A growing sense of disillusionment in the broad media sector with the free model as a means of funding content has resulted in a gradual re-discovery of the merits of a paid-for model, according to Sky COO Mike Darcey.
Addressing the IEA Future of Broadcasting Conference in London, Darcey said that the UK pay-TV sector had never been in ruder health with Sky, Virgin Media and BT between them reaching 50% of households.

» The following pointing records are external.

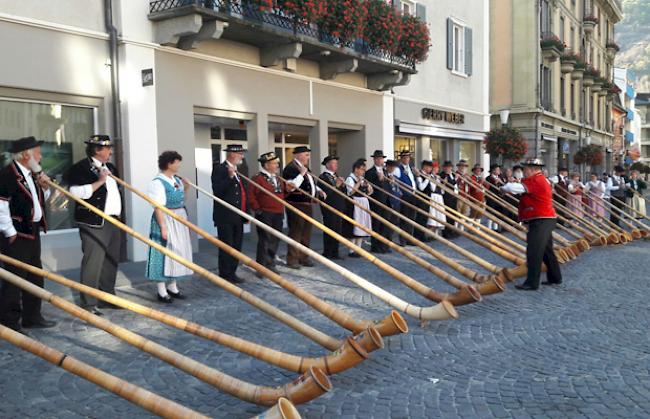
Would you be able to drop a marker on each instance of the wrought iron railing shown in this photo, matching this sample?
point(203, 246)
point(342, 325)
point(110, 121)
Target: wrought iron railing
point(252, 11)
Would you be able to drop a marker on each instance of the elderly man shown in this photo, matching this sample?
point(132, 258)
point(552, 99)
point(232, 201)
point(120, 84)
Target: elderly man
point(229, 186)
point(298, 175)
point(376, 175)
point(331, 220)
point(100, 240)
point(23, 191)
point(536, 211)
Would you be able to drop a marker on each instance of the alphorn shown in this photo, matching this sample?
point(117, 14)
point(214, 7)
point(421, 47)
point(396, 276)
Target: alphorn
point(489, 288)
point(466, 293)
point(442, 311)
point(347, 356)
point(302, 328)
point(337, 315)
point(473, 233)
point(147, 400)
point(307, 387)
point(393, 324)
point(468, 273)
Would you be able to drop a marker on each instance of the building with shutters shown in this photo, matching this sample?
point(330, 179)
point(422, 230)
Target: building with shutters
point(443, 112)
point(191, 76)
point(539, 51)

However, Darcey questioned what he described as “the implicit assumption” that access to Sky Sports has been pivotal to the success of UK pay-TV. “It’s an argument that BT has often made in explaining the progress of BT Vision to date. If that’s a belief they genuinely hold, I think they’re in for a rude awakening. Looking towards sustaining pay-TV success longer-term, it’s not just about sport. Yes, it continues to be an important piece of the pay TV jigsaw. And yes, it was the infamous ‘battering ram’ for pay-TV in its infancy, when it needed to assert itself on the UK broadcasting landscape. But the world has long since moved on – and although sports is still a major part of what helps define our service, there are many people for whom Sky Sports is not the only factor in their decision to subscribe”.
Yesterday, BSkyB signed, perhaps begrudgingly, a contract to allow BT to deliver Sky Sports 1 and 2 over its IPTV network – albeit via terrestrial capacity. It followed the tentative agreement through the Competition Appeal in the wake of Ofcom’s Pay-TV Review.
Darcey said that the assumption that there was little value in content beyond premium sports was wrong, highlighting that entertainment channel Sky 1 was rated by Sky viewers as their fourth favourite channel, and that Premier League football accounts for less than 5% of all pay-TV viewing in Sky homes.
Beyond content, Darcey said that the growth of pay-TV would continued to be sustained by innovation, highlighting the satcaster’s 3D broadcasts and the consumer launch of the Sky 3D channel in the autumn. “Some people are not convinced about 3D, believing it to be a passing fad, a bit of a gimmick. That’s fair enough, and they are entitled to their view. But I suspect that they are roughly the same industry sages who were questioning the significance of HD in the not too distant past. That time around, while many in the industry were sceptical, Sky took an early bet on HD and we bet big. So far, we’ve invested around £500 million to build Europe’s leading HD offering”.
Darcey said Sky’s innovation roadmap was as dynamic as ever and that the early commitment to HD was beginning to pay real dividends as customers responded in ever-increasing numbers.